八ッ場あしたの会は八ッ場ダムが抱える問題を伝えるNGOです

「水道料金の格差8倍 衛生面でも重要、その値段は適切か」(産経新聞)

 水道料金に焦点を当てた記事を紹介します。
 全国各地の水道料金には8倍もの開きがあるということです。
 八ッ場ダムや石木ダムなど、ダム事業の多くは都市用水の供給を目的としています。近年、人口減少や節水機器の普及によって水需要は減少していますが、水源はできるだけ多く確保しておいた方が渇水の心配がないからと、自治体が過大な水需要予測を立ててダム事業に参画すると、水道事業の経営が圧迫され、水道代が値上がりします。石木ダムをめぐっては、現地の住民が立ち退きを拒否しているだけでなく、ダム事業に参画している佐世保市の水道代が高騰することも問題視されています。

◆2020年5月12日 産経新聞
https://www.sankei.com/west/news/200512/wst2005120003-n1.html
ー水道料金の格差8倍 衛生面でも重要、その値段は適切かー

 新型コロナウイルスの感染拡大を受け、水道料金が注目を集めている。在宅時間の増加によりかさむ水道料金の減免を一部自治体が打ち出しているからだ。しかし、全国の自治体(水道企業団)で比較するとその料金にはおよそ8倍の開きがある。どうしてこれほど違いがあるのか。生活用水としてだけでなく、衛生面でも大きな役割を果たしている水道を維持していくために、水道料金のあり方の議論はこれから活発化しそうだ。  
(藤原由梨)

千種川のめぐみがもたらす最安値

 「なぜ水道料金が安いのか、市民の方からよく問い合わせがありますが、特に市のほうでPRはしていないんです」

 公益社団法人「日本水道協会」(東京)の平成31年4月時点のまとめで、月に水道水20立方メートルを使用した場合の料金が全国で最も安い853円だった兵庫県赤穂市の担当者はこう話す。20立方メートルは2、3人世帯の家庭の一般的な使用水量を想定したもの。このまとめで最高額だった北海道夕張市の6841円の約8分の1だ。

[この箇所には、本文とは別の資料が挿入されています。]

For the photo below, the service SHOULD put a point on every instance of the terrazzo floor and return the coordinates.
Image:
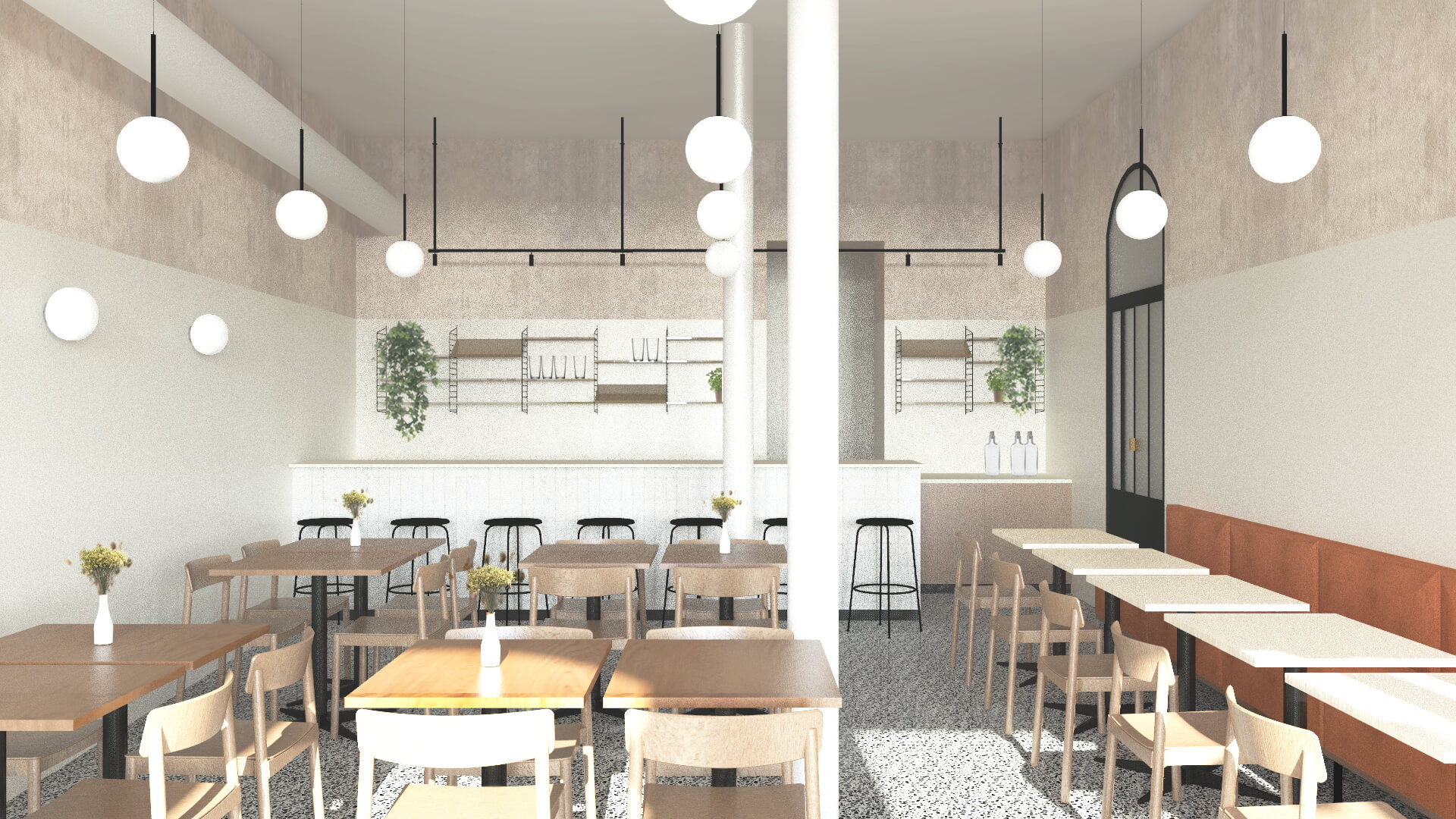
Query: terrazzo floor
(915, 742)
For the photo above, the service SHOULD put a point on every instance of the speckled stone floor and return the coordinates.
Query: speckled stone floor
(915, 742)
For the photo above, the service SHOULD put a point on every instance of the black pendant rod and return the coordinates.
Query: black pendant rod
(153, 74)
(1283, 77)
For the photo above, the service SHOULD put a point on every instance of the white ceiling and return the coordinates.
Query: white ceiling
(910, 69)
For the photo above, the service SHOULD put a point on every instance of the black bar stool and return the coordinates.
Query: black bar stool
(335, 585)
(672, 535)
(607, 525)
(511, 525)
(884, 588)
(416, 525)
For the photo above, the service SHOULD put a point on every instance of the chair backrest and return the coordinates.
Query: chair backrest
(720, 632)
(273, 670)
(1145, 662)
(970, 560)
(724, 742)
(455, 742)
(1289, 751)
(523, 632)
(199, 577)
(184, 725)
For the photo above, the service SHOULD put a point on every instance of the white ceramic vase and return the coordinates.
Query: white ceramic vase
(102, 630)
(491, 643)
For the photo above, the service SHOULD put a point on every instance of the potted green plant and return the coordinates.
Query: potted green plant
(406, 369)
(715, 382)
(1015, 376)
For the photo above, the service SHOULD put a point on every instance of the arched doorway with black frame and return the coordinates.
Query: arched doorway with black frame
(1134, 375)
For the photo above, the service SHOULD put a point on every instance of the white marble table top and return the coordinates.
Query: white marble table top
(1416, 708)
(1119, 561)
(1194, 594)
(1062, 539)
(1308, 642)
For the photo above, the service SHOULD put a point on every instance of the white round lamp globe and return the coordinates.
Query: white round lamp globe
(1043, 259)
(209, 334)
(723, 259)
(1285, 149)
(72, 314)
(405, 259)
(1142, 215)
(710, 12)
(302, 215)
(720, 215)
(153, 149)
(718, 149)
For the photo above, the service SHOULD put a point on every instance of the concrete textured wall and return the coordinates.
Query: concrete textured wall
(1372, 79)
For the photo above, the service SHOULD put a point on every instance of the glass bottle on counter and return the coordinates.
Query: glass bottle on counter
(1018, 457)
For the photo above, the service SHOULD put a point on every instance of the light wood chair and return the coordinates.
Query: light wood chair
(723, 742)
(31, 754)
(280, 741)
(375, 632)
(462, 604)
(199, 577)
(570, 736)
(287, 608)
(973, 596)
(1072, 672)
(1163, 738)
(588, 583)
(473, 741)
(720, 632)
(169, 727)
(1289, 752)
(1008, 585)
(759, 582)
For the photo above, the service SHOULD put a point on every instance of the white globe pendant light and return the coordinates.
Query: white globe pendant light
(405, 259)
(723, 259)
(153, 149)
(302, 215)
(1285, 149)
(72, 314)
(720, 215)
(209, 334)
(1142, 215)
(718, 149)
(710, 12)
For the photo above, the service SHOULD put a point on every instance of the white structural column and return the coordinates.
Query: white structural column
(737, 72)
(813, 350)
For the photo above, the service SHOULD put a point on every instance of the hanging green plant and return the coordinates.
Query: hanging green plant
(1017, 375)
(406, 369)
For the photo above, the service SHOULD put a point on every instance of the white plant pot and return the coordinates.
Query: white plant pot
(491, 643)
(102, 630)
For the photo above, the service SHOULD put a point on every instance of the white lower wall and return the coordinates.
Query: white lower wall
(133, 436)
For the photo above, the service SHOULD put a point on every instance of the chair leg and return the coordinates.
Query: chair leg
(1069, 729)
(1109, 768)
(1036, 720)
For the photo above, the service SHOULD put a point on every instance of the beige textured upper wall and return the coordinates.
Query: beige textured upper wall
(557, 193)
(64, 102)
(1372, 77)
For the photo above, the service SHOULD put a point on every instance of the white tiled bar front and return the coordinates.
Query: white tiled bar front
(648, 491)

 水道料金に差が出るのは、水道事業は水道法により市町村運営を原則にしているためだ。河川やダム、地下水などの水源の違いや水道管が敷かれた時期、建設費などが影響しているほか、人口密度や水質の変化、事業方針など自治体により条件が異なるため、料金にも大きな違いが生まれている。

 岡山との県境の街、赤穂市は名水百選にも選ばれた千種川が市中心部を流れる水脈に恵まれた特徴がある。担当者は「水源となる川の水質が良いため、浄化のための薬剤の投入が少なく、設備のメンテナンス・維持費も安く済む」と胸を張る。水源から市街地までの距離も最大4~5キロと近く、効率的な配水も可能だ。また、千種川の豊富な水量に助けられて、播磨灘を挟んだ離島などに海底水道管を通じて水を販売しているほか、市内には大企業の工場が複数あり、収益を還元できるため「家庭用の料金を抑えられる」という。

 水利権も料金に影響

 同じ都道府県内であっても、料金格差は生じている。大阪市によると、令和元年11月時点の大阪府内43市町村の平均料金は2915円(月額、20立方メートル)となっている。

 琵琶湖から流れ出る淀川を水源とする大阪市は政令市と東京23区の中で、最も料金が安い2112円に抑えている。府内でも最低料金だ。担当者は同市が水道事業を始めたのは明治28年で、全国の自治体で4番目に早かったことを理由の一つにあげる。「早い段階から水利権の確保に努めてきたことで、水源開発にかかる費用負担が少ない」という。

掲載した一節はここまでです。